Power  /  Antecedent

America’s Painful, Historic Contempt for Black Soldiers

Donald Trump writes the latest chapter in a long history.
Joe Raedle/Getty Images

When President Donald Trump publicly questioned the widow of a slain Green Beret on Monday morning, it was typical of the president’s disdain for decorum, his stubborn aggressiveness, and his penchant for impulsive behavior. In some ways, it echoed his attacks on Sen. John McCain in the early days of the Republican presidential primary.

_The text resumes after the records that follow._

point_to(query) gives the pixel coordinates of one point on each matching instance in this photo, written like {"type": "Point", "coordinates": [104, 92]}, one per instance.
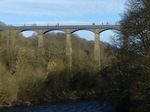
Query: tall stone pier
{"type": "Point", "coordinates": [97, 48]}
{"type": "Point", "coordinates": [68, 48]}
{"type": "Point", "coordinates": [40, 39]}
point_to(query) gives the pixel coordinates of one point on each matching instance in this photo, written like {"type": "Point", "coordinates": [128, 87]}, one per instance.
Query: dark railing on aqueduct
{"type": "Point", "coordinates": [68, 29]}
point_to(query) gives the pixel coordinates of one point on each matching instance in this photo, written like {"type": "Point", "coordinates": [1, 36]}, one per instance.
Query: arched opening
{"type": "Point", "coordinates": [108, 35]}
{"type": "Point", "coordinates": [82, 47]}
{"type": "Point", "coordinates": [54, 45]}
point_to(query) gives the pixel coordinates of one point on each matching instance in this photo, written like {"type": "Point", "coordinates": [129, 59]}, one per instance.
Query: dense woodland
{"type": "Point", "coordinates": [29, 75]}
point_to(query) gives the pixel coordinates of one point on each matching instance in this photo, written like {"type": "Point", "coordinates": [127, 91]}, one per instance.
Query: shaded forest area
{"type": "Point", "coordinates": [29, 76]}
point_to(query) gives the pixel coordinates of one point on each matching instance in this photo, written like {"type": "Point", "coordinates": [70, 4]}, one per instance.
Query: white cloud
{"type": "Point", "coordinates": [61, 8]}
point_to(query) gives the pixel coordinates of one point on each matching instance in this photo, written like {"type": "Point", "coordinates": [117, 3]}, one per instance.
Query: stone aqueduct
{"type": "Point", "coordinates": [68, 29]}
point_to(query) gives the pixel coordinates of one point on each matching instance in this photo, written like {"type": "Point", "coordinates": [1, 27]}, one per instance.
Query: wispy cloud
{"type": "Point", "coordinates": [56, 8]}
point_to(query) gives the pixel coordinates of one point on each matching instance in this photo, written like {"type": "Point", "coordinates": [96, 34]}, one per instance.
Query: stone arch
{"type": "Point", "coordinates": [73, 31]}
{"type": "Point", "coordinates": [54, 30]}
{"type": "Point", "coordinates": [109, 29]}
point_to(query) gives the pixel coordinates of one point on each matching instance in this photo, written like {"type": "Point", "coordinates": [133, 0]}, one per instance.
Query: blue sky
{"type": "Point", "coordinates": [43, 12]}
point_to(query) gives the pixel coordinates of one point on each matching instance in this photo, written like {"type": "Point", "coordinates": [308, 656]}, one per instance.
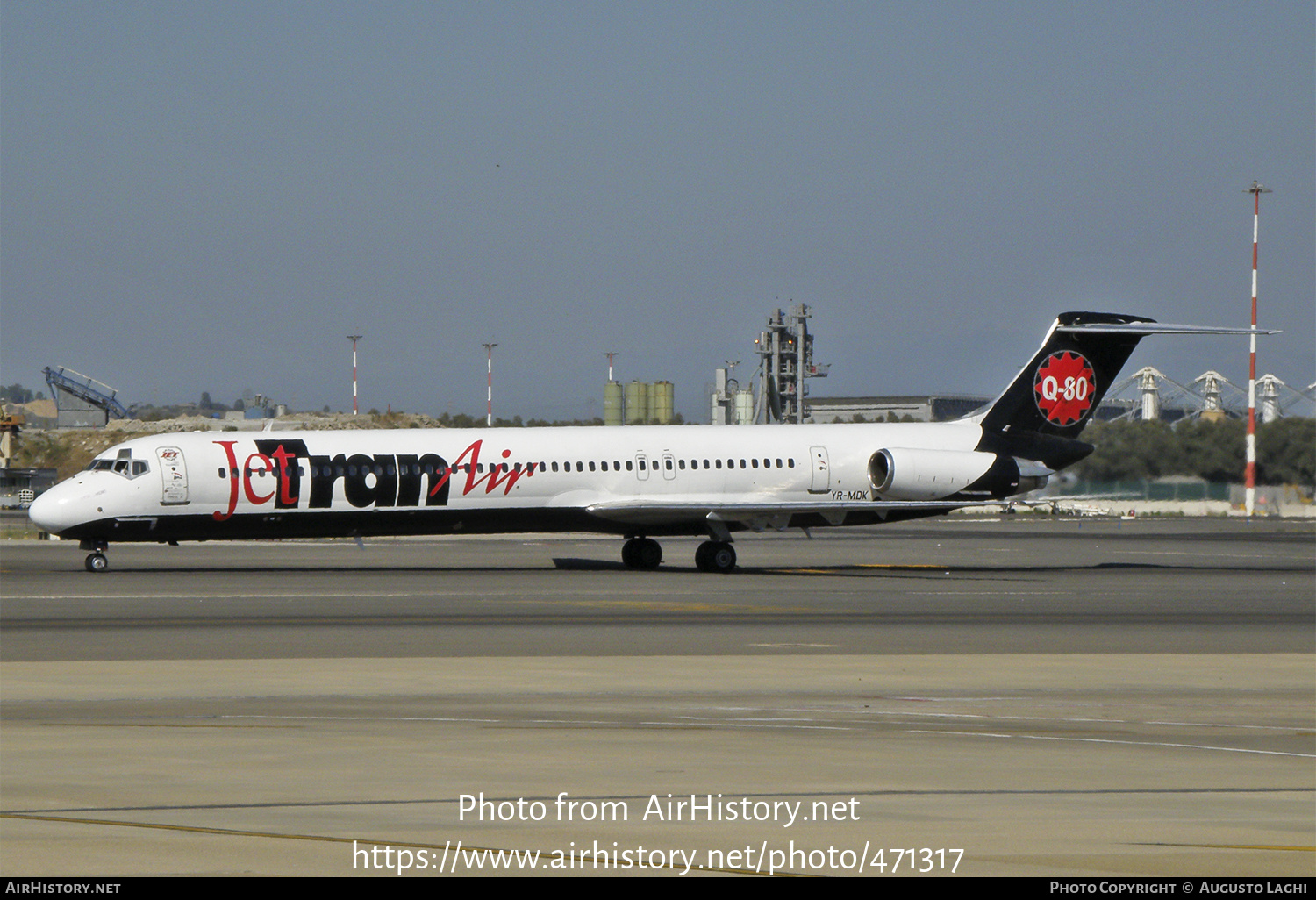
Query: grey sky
{"type": "Point", "coordinates": [210, 196]}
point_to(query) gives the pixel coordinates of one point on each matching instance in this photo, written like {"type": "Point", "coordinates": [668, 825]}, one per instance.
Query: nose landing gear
{"type": "Point", "coordinates": [97, 561]}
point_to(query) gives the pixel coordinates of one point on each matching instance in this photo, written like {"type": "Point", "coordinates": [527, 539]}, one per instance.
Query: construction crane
{"type": "Point", "coordinates": [87, 389]}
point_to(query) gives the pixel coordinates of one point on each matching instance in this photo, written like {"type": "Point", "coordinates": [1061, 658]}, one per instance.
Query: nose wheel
{"type": "Point", "coordinates": [97, 561]}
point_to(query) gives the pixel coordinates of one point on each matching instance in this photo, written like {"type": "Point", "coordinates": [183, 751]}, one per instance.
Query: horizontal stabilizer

That Sgt. Johnson was black, and Myeshia Johnson is black, are not incidental details in this story. They are the context which gives this confrontation particular resonance in American history, and makes it so fraught with meaning. From its inception, this country has had an ambivalent relationship with the idea of black military service, to say nothing of individual black soldiers and their families.

The 1775 Continental Congress didn’t exclude black Americans when it created an army for the fledgling American independence movement, but it wasn’t eager to arm them either. Before the end of that year, notes the late historian Bernard C. Nalty in Strength for the Fight: A History of Black Americans in the Military, Gen. George Washington and his officers would agree “unanimously to reject all slaves” and by a great majority agree to “reject negroes altogether.” Military necessity changed the policy; by 1780, Maryland accepted individual black recruits, and the once-reticent Continental Congress called on South Carolina and Georgia to raise a force of 3,000 black troops who would receive freedom in return for service. But delegates from both colonies rejected the proposal.

Ultimately 5,000 black Americans served in the Continental Army, establishing a tradition of black military service that persists to the present. But while blacks have fought in each of the country’s wars and conflicts, it’s not been until recently that their participation was welcome. And the reasons have always been tied to the nation’s race hierarchy.